Das nach §§ 27, 29, 22, 56 g Abs. 5 FGG zulässige Rechtsmittel ist unbegründet. Die Ausführungen des Landgericht halten der rechtlichen Nachprüfung stand (§§ 27 Abs. 1 FGG, 550 ZPO).

Daß der Beteiligte zu 1. als Berufsbetreuer der mittellosen Betroffenen nach § 1836 a BGB, § 1 Abs. 1 BVormVG Vergütung aus der Staatskasse verlangen kann, steht außer Frage. Verfügt eine Berufsbetreuerin oder ein Berufsbetreuer über besondere Kenntnisse, die für die Führung der Vormundschaft nutzbar sind, so erhöht sich nach § 1 Abs. 1 S. 2 Nr. 2 des BVormVG diese Vergütung auf 60 DM für jede Stunde der für die Führung der Betreuung aufgewandten und erforderlichen Zeit, wenn diese Kenntnisse durch eine abgeschlossene Ausbildung an einer Hochschule oder durch eine vergleichbare abgeschlossene Ausbildung erworben sind. Durch eine einer abgeschlossenen Hochschulausbildung vergleichbare Ausbildung erworben sind die Fachkenntnisse, wenn sie im Rahmen der Ausbildung vermittelt wurden und die Ausbildung in ihrer Wertigkeit einer Hochschulausbildung entspricht sowie einen formalen Abschluß aufweist. Der Senat hat bereits mit Beschluß vom 16.3.2000 (OLG Report für Bremen, Hamburg und Schleswig 2000, 214) in Übereinstimmung mit dem BayObLG (Beschluß vom 15.9.1999 in BtPrax 2000, 32 f = Rpfleger 2000, 64) ausgesprochen, daß eine Ausbildung einer Hochschulausbildung gleichwertig ist, wenn sie staatlich reglementiert oder zumindest staatlich anerkannt ist und der durch sie vermittelte Wissenstand nach Art und Umfang dem durch ein Hochschulstudium vermittelten entspricht. Dies hat das Landgericht zu Recht bejaht. Seine Feststellung, die Ausbildung des Beteiligten zu 1. habe eine staatliche Anerkennung dadurch gefunden, daß die Studenten am evangelisch-freikirchlichen theologischen Seminar in Hamburg gemäß Art. 2 § 2 der Verordnung zur Änderung zweier Verordnungen nach dem Bundesausbildungsförderungsgesetz vom 11.7.1980 staatliche Förderungsmittel nach dem Bundesausbildungsförderungsgesetz erhalten, läßt insoweit Rechtsfehler nicht erkennen.

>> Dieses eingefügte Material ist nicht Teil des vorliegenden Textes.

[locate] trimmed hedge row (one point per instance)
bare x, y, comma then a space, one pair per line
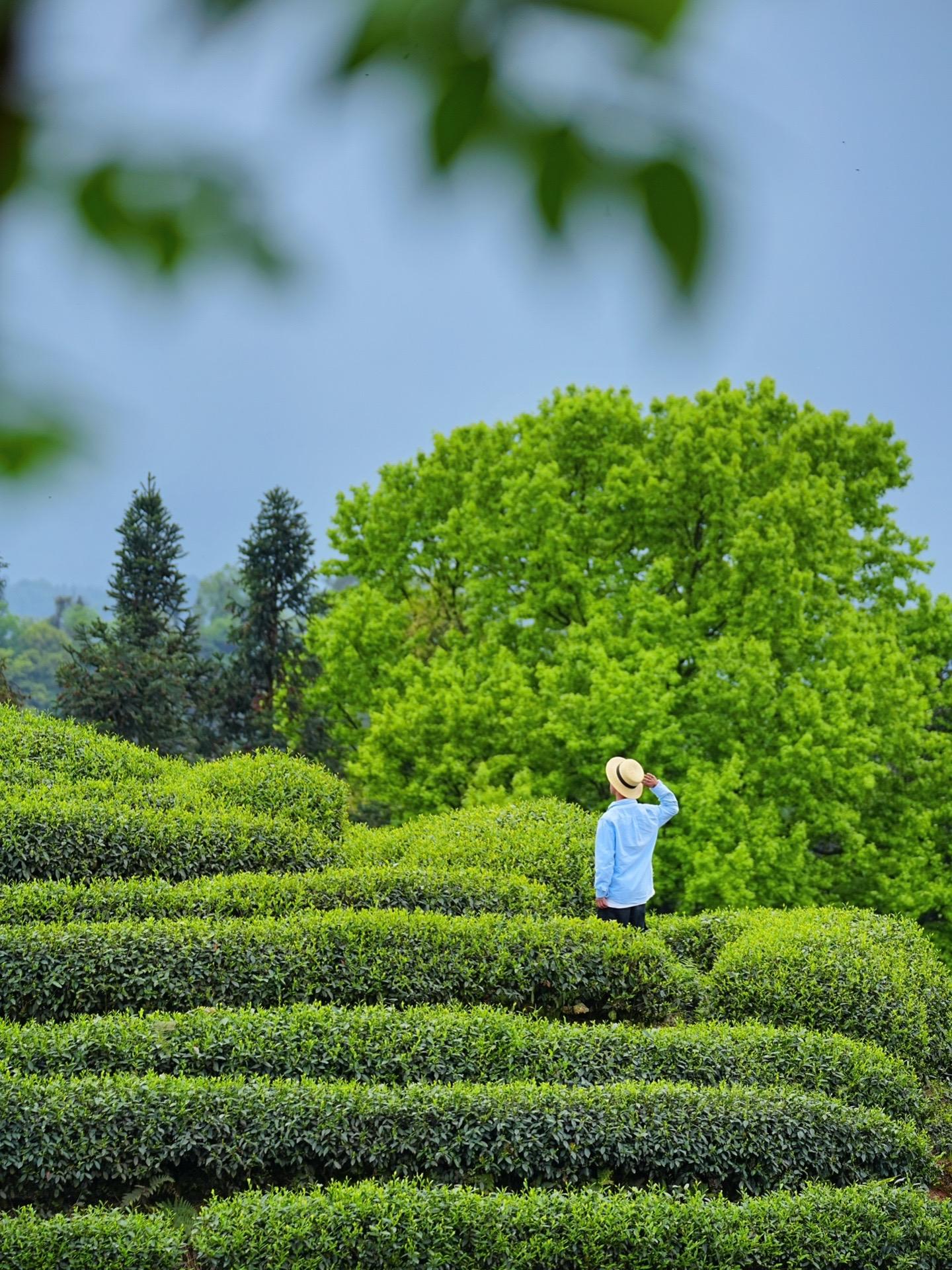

Frei von Rechtsirrtum hat das Landgericht weiterhin festgestellt, daß der Beteiligte zu 1. im Rahmen dieser Ausbildung auch besondere Fachkenntnisse erworben hat, die für die Führung der Vormundschaft nutzbar sind. Der Senat hat bereits mit Beschluß vom 8.3.2000 (OLG Report für Bremen, Hamburg und Schleswig aaO. S. 214 f) ebenfalls in Übereinstimmung mit dem BayObLG (Beschluß vom 27.10.1999 in FGPrax 2000, 22 f = Bt. Prax 2000, 81 f) ausgesprochen, daß "Fachkenntnisse" bzw. "besondere Kenntnisse" Kenntnisse sind, die - bezogen auf ein bestimmtes Fachgebiet - über ein Grundwissen deutlich hinausgehen, wobei das Grundwissen je nach Bildungsstand und Ausbildung mehr oder weniger umfangreich sein kann. Für die Führung einer Betreuung "nutzbar" sind Fachkenntnisse, wenn sie ihrer Art nach betreuungsrelevant sind und den Betreuer befähigen, seine Aufgaben zum Wohle der Betreuten besser und effektiver zu erfüllen und somit eine erhöhte Leistung zu erbringen. Notwendig ist insoweit nicht, daß die Kenntnisse das gesamte Anforderungsprofil der Betreuung abdecken. Vielmehr reichen Kenntnisse zur Bewältigung eines bestimmten Aufgabenkreises aus (Senat aaO. mwN.). Nicht entschieden hat der Senat bislang, ob mit dem BayObLG (FG Prax 2000,22, 23 = BtPrax 2000, 81, 82) zu verlangen ist, daß die Ausbildung - auch und gerade -in ihrem Kernbereich auf die Vermittlung betreuungsrelevanter Kenntnisse ausgerichtet sein muß. Dazu besteht vorliegend ebenfalls kein Anlaß. Auch wenn das Landgericht sich ausdrücklich von der genannten Auffassung des BayObLG distanziert hat, tragen die tatsächlichen Feststellungen des Studienstoffes mit Hilfe des Studienbuches die Wertung, die betreuungsrelevanten Fächer gehörten zum Kernbereich der Ausbildung.

Die Notwendigkeit einer Entscheidung über die außergerichtlichen Auslagen im Verfahren der weiteren Beschwerde entfällt, weil dem Beteiligten zu 1. die Rechtsbeschwerde nicht mitgeteilt worden ist (Keidel/Kuntze/ Winkler/Zimmermann FGG 14. Aufl. . § 13 a Rn. 16).